A Search for Irish America

by Peter Quinn

Pub Date: Feb. 15th, 2007
ISBN: 1-58567-870-8
Publisher: Overlook

Uneven collection of essays, articles, reviews and speeches on the history and identity of the Irish in America.

Speechwriter turned historical novelist Quinn (Hour of the Cat, 2005, etc.) offers much here to delight, annoy and perhaps even offend. Almost every piece demonstrates his substantial knowledge of history and his wide reading. He’s particularly well informed about the potato famine, whose spectral presence haunts the text. (In two places, the author notes some similarities to the Holocaust.) Many died in Ireland; many more immigrated to the United States, where, as the author observes, they were not greeted with joy.
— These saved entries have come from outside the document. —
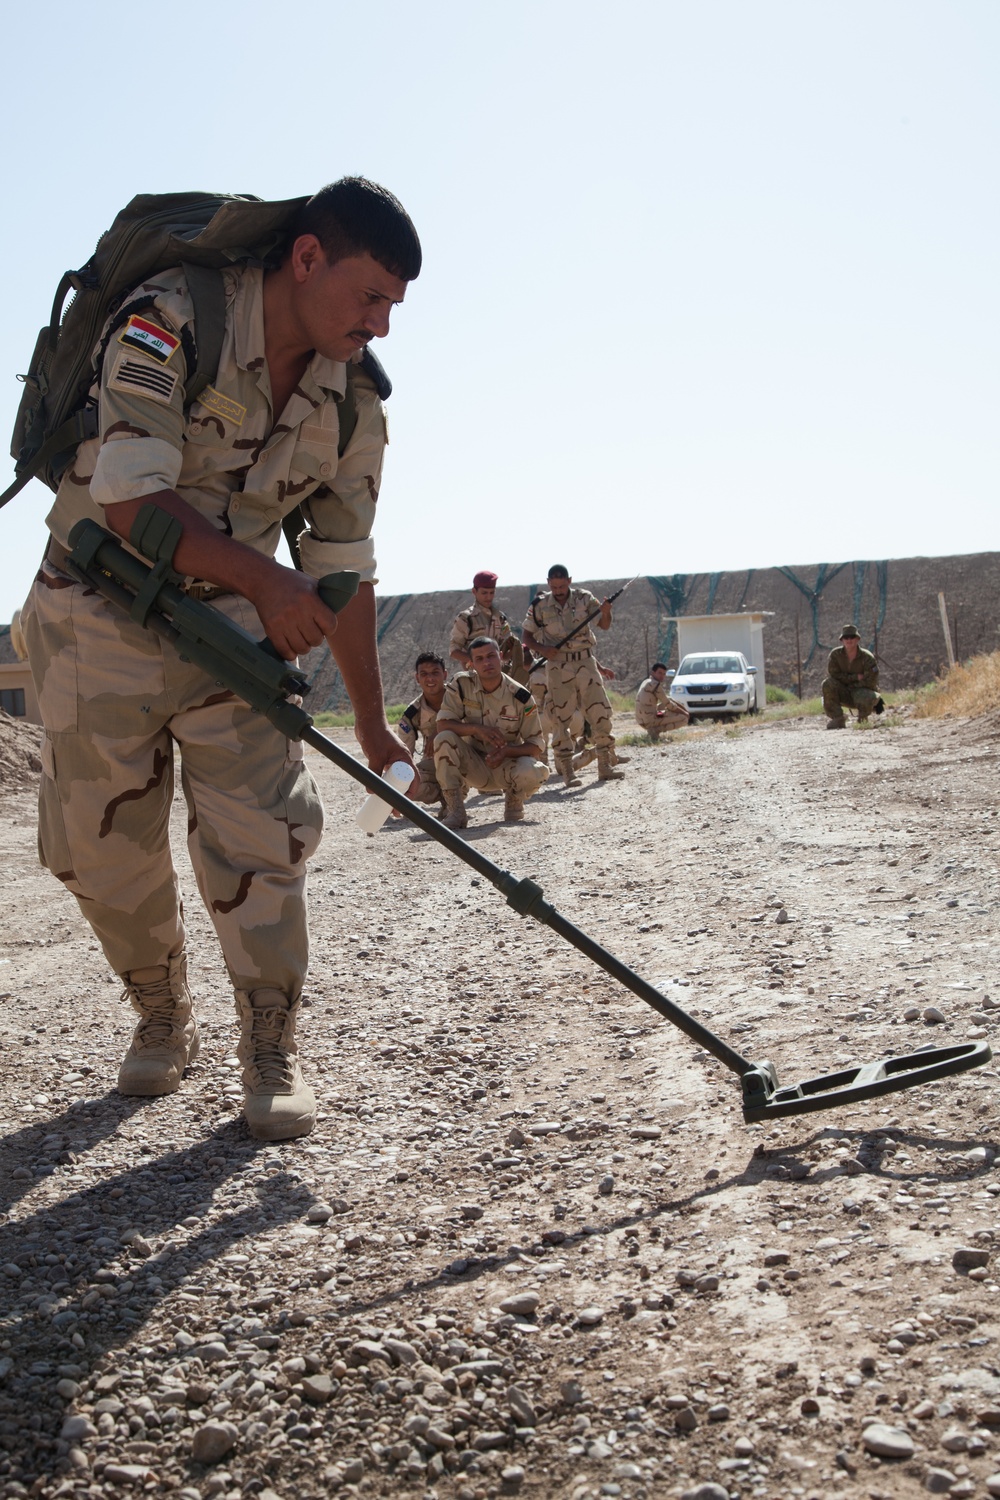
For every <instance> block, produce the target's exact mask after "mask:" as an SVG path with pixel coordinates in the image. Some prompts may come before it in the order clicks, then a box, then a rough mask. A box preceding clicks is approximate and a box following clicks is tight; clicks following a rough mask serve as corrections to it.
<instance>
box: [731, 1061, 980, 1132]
mask: <svg viewBox="0 0 1000 1500" xmlns="http://www.w3.org/2000/svg"><path fill="white" fill-rule="evenodd" d="M991 1058H993V1052H991V1049H990V1044H988V1043H985V1041H979V1043H976V1041H966V1043H960V1044H958V1046H957V1047H921V1049H919V1050H918V1052H909V1053H904V1055H903V1056H901V1058H883V1059H882V1062H862V1064H859V1065H858V1067H856V1068H843V1070H841V1071H840V1073H828V1074H823V1077H820V1079H807V1080H805V1083H793V1085H790V1086H787V1088H784V1089H783V1088H780V1086H778V1074H777V1071H775V1067H774V1064H772V1062H759V1064H757V1065H756V1067H753V1068H751V1070H750V1073H744V1076H742V1079H741V1083H742V1086H744V1119H745V1121H763V1119H772V1118H777V1116H780V1115H808V1113H811V1112H813V1110H831V1109H835V1107H837V1106H840V1104H852V1103H853V1101H855V1100H876V1098H879V1095H882V1094H895V1092H897V1091H900V1089H912V1088H916V1085H919V1083H930V1082H931V1080H933V1079H948V1077H951V1076H952V1074H954V1073H966V1070H967V1068H979V1067H982V1064H984V1062H990V1059H991Z"/></svg>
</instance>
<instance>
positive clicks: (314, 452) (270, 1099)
mask: <svg viewBox="0 0 1000 1500" xmlns="http://www.w3.org/2000/svg"><path fill="white" fill-rule="evenodd" d="M420 258H421V257H420V242H418V239H417V233H415V229H414V226H412V223H411V220H409V217H408V216H406V213H405V211H403V208H402V205H400V204H399V202H397V201H396V198H393V195H391V193H388V192H387V190H385V189H384V187H379V186H376V184H375V183H369V181H366V180H364V178H343V180H342V181H337V183H333V184H331V186H328V187H324V189H321V190H319V192H318V193H316V195H315V196H313V198H310V199H309V202H307V204H306V205H304V207H303V208H301V210H300V211H298V214H297V217H295V220H294V222H292V225H291V228H289V234H288V239H286V249H285V258H283V260H282V263H280V266H276V267H274V269H270V270H262V269H261V267H258V266H237V267H232V269H228V270H226V272H223V285H225V305H226V314H225V335H223V342H222V354H220V360H219V366H217V372H216V375H214V378H213V384H211V386H208V387H205V389H204V390H202V393H201V396H199V398H198V399H196V401H195V402H193V404H192V405H190V407H186V405H184V381H186V377H187V375H189V374H190V371H189V363H187V362H189V357H190V354H192V351H193V348H195V341H193V335H195V332H196V330H195V327H193V303H192V296H190V291H189V287H187V279H186V275H184V272H183V270H181V269H175V270H168V272H163V273H162V275H157V276H156V278H154V279H150V281H148V282H145V284H144V285H141V287H138V288H136V290H135V293H133V294H130V296H129V297H127V299H126V303H124V305H123V306H121V309H120V312H118V314H117V315H115V318H114V321H112V324H109V326H108V329H106V330H105V338H106V353H105V357H103V362H102V372H100V378H99V381H97V383H96V386H94V390H93V399H94V401H96V402H97V404H99V408H97V410H99V426H100V431H99V437H96V438H93V440H88V441H85V443H82V444H81V446H79V449H78V450H76V456H75V459H73V462H72V463H70V465H69V466H67V469H66V474H64V477H63V480H61V484H60V487H58V493H57V496H55V502H54V505H52V508H51V511H49V514H48V528H49V531H51V538H49V543H48V547H46V553H45V559H43V562H42V567H40V571H39V574H37V579H36V582H34V585H33V589H31V594H30V595H28V600H27V604H25V607H24V612H22V622H24V633H25V637H27V643H28V651H30V660H31V670H33V673H34V682H36V687H37V696H39V703H40V709H42V718H43V723H45V741H43V750H42V756H43V771H42V784H40V807H39V849H40V856H42V862H43V864H45V865H48V868H49V870H51V871H52V873H54V874H55V876H57V877H58V879H60V880H63V883H64V885H66V888H67V889H69V891H70V892H72V894H73V895H75V897H76V898H78V901H79V906H81V912H82V913H84V916H85V918H87V921H88V922H90V926H91V927H93V930H94V935H96V938H97V939H99V942H100V945H102V948H103V953H105V957H106V960H108V963H109V965H111V968H112V969H114V971H115V972H117V974H120V975H121V980H123V981H124V989H126V996H127V998H129V1001H130V1002H132V1005H133V1007H135V1010H136V1011H138V1013H139V1022H138V1026H136V1029H135V1035H133V1038H132V1044H130V1047H129V1052H127V1055H126V1058H124V1062H123V1064H121V1070H120V1073H118V1089H120V1092H121V1094H130V1095H157V1094H171V1092H172V1091H174V1089H177V1088H178V1086H180V1080H181V1074H183V1071H184V1067H186V1065H187V1064H189V1062H190V1061H192V1059H193V1058H195V1056H196V1053H198V1028H196V1025H195V1017H193V1014H192V1001H190V993H189V990H187V981H186V956H184V924H183V916H181V906H180V891H178V886H177V876H175V873H174V865H172V861H171V852H169V843H168V814H169V805H171V793H172V775H174V747H178V748H180V751H181V756H183V787H184V796H186V799H187V810H189V825H190V837H189V847H190V856H192V861H193V865H195V873H196V877H198V888H199V891H201V895H202V900H204V901H205V906H207V907H208V912H210V915H211V919H213V922H214V927H216V933H217V936H219V942H220V944H222V951H223V956H225V962H226V968H228V971H229V977H231V980H232V986H234V990H235V1002H237V1013H238V1016H240V1020H241V1040H240V1044H238V1049H237V1052H238V1056H240V1061H241V1062H243V1067H244V1071H243V1083H244V1091H246V1100H244V1115H246V1119H247V1124H249V1127H250V1131H252V1133H253V1134H255V1136H258V1137H261V1139H265V1140H280V1139H285V1137H292V1136H303V1134H306V1133H307V1131H309V1130H312V1125H313V1122H315V1112H316V1101H315V1097H313V1092H312V1089H310V1088H309V1086H307V1085H306V1083H304V1080H303V1076H301V1070H300V1067H298V1058H297V1044H295V1016H297V1011H298V1007H300V996H301V989H303V981H304V977H306V963H307V922H306V898H304V879H306V861H307V858H309V856H310V855H312V853H313V850H315V849H316V844H318V841H319V834H321V828H322V807H321V802H319V796H318V792H316V786H315V781H313V778H312V775H310V772H309V769H307V768H306V763H304V760H303V751H301V745H300V744H297V742H295V741H288V739H285V736H283V735H282V733H279V730H277V729H274V727H273V724H271V723H270V721H268V720H267V718H265V717H264V715H262V714H258V712H253V711H252V709H250V708H247V706H246V705H244V703H241V702H240V700H238V699H237V697H235V696H234V694H232V693H231V691H226V690H222V691H220V690H219V684H217V682H216V681H214V679H213V678H211V675H210V673H207V672H204V670H201V667H196V666H193V664H190V663H189V661H184V658H183V654H178V649H177V648H174V646H172V645H171V643H168V642H165V640H162V639H160V637H159V636H154V634H153V633H151V631H148V630H144V628H142V627H141V625H138V624H135V622H133V621H130V619H129V618H127V616H124V615H123V613H120V612H118V610H117V609H115V607H114V606H112V604H109V603H108V601H106V600H105V598H103V597H102V595H100V594H97V592H94V591H93V589H88V588H84V586H82V585H79V583H76V582H73V579H72V577H70V576H69V574H67V571H66V547H67V540H69V532H70V528H72V526H73V523H75V522H78V520H81V519H82V517H88V519H94V520H97V522H100V523H102V525H105V526H108V529H111V531H114V532H117V534H118V535H121V537H126V538H127V535H129V529H130V526H132V523H133V520H135V517H136V514H138V511H139V508H141V507H142V505H144V504H150V502H151V504H154V505H157V507H160V508H162V510H165V511H168V513H169V514H171V516H174V517H175V519H177V520H178V522H180V523H181V526H183V535H181V538H180V541H178V544H177V550H175V555H174V562H175V567H177V570H178V571H180V573H181V574H186V577H187V582H186V588H187V591H189V594H192V595H193V597H195V598H201V600H211V607H214V609H217V610H219V612H220V613H222V615H225V616H226V618H228V619H232V621H237V622H238V624H240V625H241V627H243V628H244V630H247V631H250V633H252V634H255V636H262V634H267V636H270V639H271V642H273V643H274V646H276V648H277V651H279V652H280V654H282V657H285V658H288V660H291V658H294V657H295V655H297V654H298V652H303V651H309V649H310V648H312V646H316V645H319V643H321V642H322V640H324V639H325V640H328V643H330V649H331V652H333V657H334V660H336V663H337V667H339V669H340V673H342V676H343V681H345V685H346V690H348V693H349V696H351V702H352V703H354V709H355V715H357V717H355V732H357V738H358V741H360V744H361V748H363V751H364V754H366V756H367V760H369V765H370V766H372V769H373V771H382V768H384V766H385V765H388V763H390V762H393V760H403V759H406V751H405V750H403V748H402V747H400V744H399V741H397V739H396V736H394V735H393V732H391V729H390V727H388V724H387V723H385V711H384V705H382V685H381V679H379V669H378V651H376V639H375V588H373V583H375V552H373V543H372V537H370V531H372V522H373V517H375V502H376V498H378V486H379V477H381V471H382V450H384V447H385V413H384V408H382V402H381V399H379V396H378V389H376V384H375V381H373V378H369V377H367V375H366V374H364V371H363V366H361V365H357V366H354V368H352V377H351V389H352V392H354V399H352V405H354V408H355V413H357V423H355V428H354V434H352V437H351V440H349V441H348V444H346V447H345V452H343V455H342V456H339V453H337V447H339V435H340V416H339V408H340V402H342V401H345V399H346V395H345V393H348V362H354V360H357V359H360V354H361V351H363V348H364V345H366V344H367V342H369V341H370V339H373V338H384V336H385V335H387V333H388V321H390V312H391V309H393V308H394V306H396V305H397V303H400V302H402V299H403V294H405V291H406V284H408V282H409V281H412V278H414V276H417V273H418V272H420ZM136 308H138V311H136ZM303 502H304V514H306V519H307V529H306V531H304V532H303V534H301V537H300V552H301V562H303V568H304V571H301V573H300V571H295V570H292V568H286V567H282V565H280V564H277V562H276V561H274V550H276V547H277V541H279V538H280V534H282V517H283V516H285V514H288V513H291V511H292V510H294V508H295V505H298V504H303ZM339 568H354V570H357V571H358V573H360V574H361V579H363V582H361V585H360V589H358V592H357V595H355V597H354V598H352V600H351V603H349V604H348V607H346V609H345V610H343V612H342V613H340V615H339V618H337V616H336V615H334V613H331V610H330V609H327V606H325V604H324V603H322V600H321V598H319V594H318V591H316V579H318V577H321V576H324V574H325V573H331V571H336V570H339Z"/></svg>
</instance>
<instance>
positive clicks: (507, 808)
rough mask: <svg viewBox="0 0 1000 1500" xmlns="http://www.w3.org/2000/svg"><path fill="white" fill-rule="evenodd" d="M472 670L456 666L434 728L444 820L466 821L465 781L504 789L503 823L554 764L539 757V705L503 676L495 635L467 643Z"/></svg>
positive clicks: (526, 689)
mask: <svg viewBox="0 0 1000 1500" xmlns="http://www.w3.org/2000/svg"><path fill="white" fill-rule="evenodd" d="M469 655H471V658H472V670H471V672H456V675H454V678H453V679H451V682H450V684H448V687H447V688H445V694H444V703H442V705H441V712H439V714H438V729H436V733H435V769H436V774H438V784H439V787H441V790H442V793H444V799H445V814H444V819H442V822H444V823H445V826H447V828H465V826H466V825H468V820H469V819H468V814H466V811H465V807H463V802H462V798H463V793H465V790H466V787H469V786H474V787H477V790H480V792H502V793H504V822H508V823H517V822H520V820H522V817H523V816H525V799H526V798H529V796H532V795H534V793H535V792H537V790H538V787H540V786H541V783H543V781H546V780H547V777H549V771H547V768H546V766H544V765H543V763H541V759H540V757H541V727H540V724H538V709H537V708H535V702H534V699H532V696H531V693H529V691H528V688H526V687H522V685H520V684H519V682H516V681H514V679H513V676H505V675H504V672H502V669H501V657H499V651H498V648H496V642H495V640H490V637H489V636H475V639H472V640H471V642H469Z"/></svg>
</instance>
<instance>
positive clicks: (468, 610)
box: [448, 568, 528, 684]
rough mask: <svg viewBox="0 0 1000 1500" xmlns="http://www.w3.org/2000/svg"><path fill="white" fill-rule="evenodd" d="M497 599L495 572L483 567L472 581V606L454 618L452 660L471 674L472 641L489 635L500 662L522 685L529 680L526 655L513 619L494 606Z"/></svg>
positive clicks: (451, 652) (459, 611) (452, 646)
mask: <svg viewBox="0 0 1000 1500" xmlns="http://www.w3.org/2000/svg"><path fill="white" fill-rule="evenodd" d="M495 597H496V573H489V571H486V568H483V570H481V571H478V573H477V574H475V577H474V579H472V603H471V604H469V606H468V609H460V610H459V613H457V615H456V616H454V624H453V627H451V640H450V643H448V652H450V655H451V660H453V661H457V663H459V666H460V667H462V669H463V670H465V672H468V670H469V667H471V666H472V661H471V660H469V642H471V640H472V639H474V637H475V636H489V637H490V640H495V642H496V645H498V646H499V652H501V660H502V661H504V664H505V666H508V667H510V673H511V676H516V678H517V681H519V682H522V684H523V682H526V681H528V672H526V669H525V652H523V648H522V643H520V640H519V639H517V636H516V634H514V631H513V628H511V622H510V619H508V618H507V615H505V613H504V610H502V609H499V607H498V606H496V604H495V603H493V598H495Z"/></svg>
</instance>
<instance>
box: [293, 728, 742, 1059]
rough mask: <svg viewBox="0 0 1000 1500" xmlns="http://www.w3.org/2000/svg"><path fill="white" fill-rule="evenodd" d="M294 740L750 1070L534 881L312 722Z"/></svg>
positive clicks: (708, 1050) (737, 1052)
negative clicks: (330, 763) (420, 803)
mask: <svg viewBox="0 0 1000 1500" xmlns="http://www.w3.org/2000/svg"><path fill="white" fill-rule="evenodd" d="M303 717H304V718H306V720H309V715H307V714H303ZM297 738H301V739H303V741H304V744H307V745H312V748H313V750H318V751H319V754H322V756H325V757H327V760H333V763H334V765H337V766H340V769H342V771H346V772H348V775H352V777H354V780H355V781H360V783H361V786H363V787H364V789H366V790H367V792H375V793H376V795H378V796H381V798H382V799H384V801H387V802H390V804H391V805H393V807H394V808H396V810H397V811H400V813H402V814H403V817H408V819H409V822H411V823H415V825H417V828H420V829H421V831H423V832H426V834H429V835H430V837H432V838H435V840H436V841H438V843H439V844H444V847H445V849H448V850H451V853H453V855H457V858H459V859H462V861H463V862H465V864H468V865H471V867H472V868H474V870H475V871H478V874H483V876H486V879H487V880H489V882H490V883H492V885H495V886H496V889H498V891H499V892H501V895H504V897H505V898H507V904H508V906H513V907H514V910H516V912H519V913H520V915H522V916H534V918H535V921H540V922H544V924H546V927H552V930H553V932H556V933H559V936H561V938H565V941H567V942H568V944H573V947H574V948H577V950H579V951H580V953H582V954H586V957H588V959H591V960H592V962H594V963H595V965H598V968H601V969H604V972H606V974H610V977H612V978H613V980H618V981H619V983H621V984H624V986H625V987H627V989H630V990H631V992H633V995H637V996H639V998H640V999H642V1001H645V1002H646V1004H648V1005H652V1008H654V1010H655V1011H660V1014H661V1016H663V1017H666V1020H669V1022H673V1025H675V1026H678V1028H679V1029H681V1031H682V1032H685V1034H687V1035H688V1037H690V1038H691V1040H693V1041H696V1043H699V1044H700V1046H702V1047H705V1050H706V1052H711V1053H712V1055H714V1056H715V1058H718V1061H720V1062H724V1064H726V1067H727V1068H732V1071H733V1073H736V1074H739V1077H742V1076H744V1074H745V1073H750V1070H751V1067H753V1065H751V1064H750V1062H748V1061H747V1059H745V1058H741V1056H739V1053H738V1052H735V1050H733V1049H732V1047H729V1046H727V1044H726V1043H724V1041H723V1040H721V1038H720V1037H717V1035H715V1034H714V1032H711V1031H709V1029H708V1026H702V1025H700V1022H696V1020H694V1017H693V1016H688V1013H687V1011H682V1010H681V1007H679V1005H675V1002H673V1001H669V999H667V996H666V995H661V993H660V990H657V989H655V987H654V986H652V984H648V983H646V980H642V978H640V977H639V975H637V974H636V972H634V971H633V969H630V968H628V965H625V963H622V962H621V959H616V957H615V956H613V954H610V953H609V951H607V948H601V945H600V944H598V942H594V939H592V938H588V935H586V933H585V932H580V929H579V927H576V926H574V924H573V922H571V921H570V919H568V918H567V916H562V915H561V912H558V910H556V909H555V906H552V903H550V901H546V898H544V894H543V891H541V886H540V885H537V883H535V882H534V880H522V879H519V877H517V876H516V874H511V873H510V870H502V868H501V867H499V865H498V864H493V861H492V859H487V858H486V855H484V853H480V850H478V849H477V847H475V846H474V844H468V843H466V841H465V840H463V838H459V835H457V834H454V832H453V831H451V829H450V828H445V826H444V823H439V822H438V819H436V817H432V816H430V813H427V811H424V808H423V807H420V805H418V804H417V802H412V801H409V798H406V796H403V795H402V792H396V790H394V789H393V787H391V786H388V784H387V783H385V781H384V780H382V777H381V775H376V774H375V771H369V768H367V766H364V765H361V763H360V760H355V759H354V756H352V754H348V751H346V750H342V748H340V745H337V744H334V742H333V741H331V739H327V736H325V735H322V733H319V730H318V729H315V727H312V721H309V727H307V729H303V732H301V736H297Z"/></svg>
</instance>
In one of his strongest essays, “Closets Full of Bones,” Quinn notes the similarity of the brutal hostility and discrimination the Irish faced to today’s hysterical reactions to new waves of immigrants. The reason our politicians, public and media pundits are so exercised is simple, he writes: “They don’t know history.” Another fine piece, “The Bronx Is Burning,” blends the author’s personal experiences as a court officer in the Bronx’s Landlord and Tenant Court with some insightful comments about immigration, poverty and hopelessness. Graceful writing and a seamless blending of historical and personal material distinguish the book throughout, though some of the early entries land in unsurprising, even sentimental places. “Faith and Imagination,” a section containing five meditations on the Irish and the Roman Catholic church, may annoy Protestants and non-Christians: Quinn is a proud Catholic and expresses not the slightest doubt about the divinity of Jesus or the existence of hell.

Well written and researched, showcasing the author’s pride in his Irish Catholic heritage.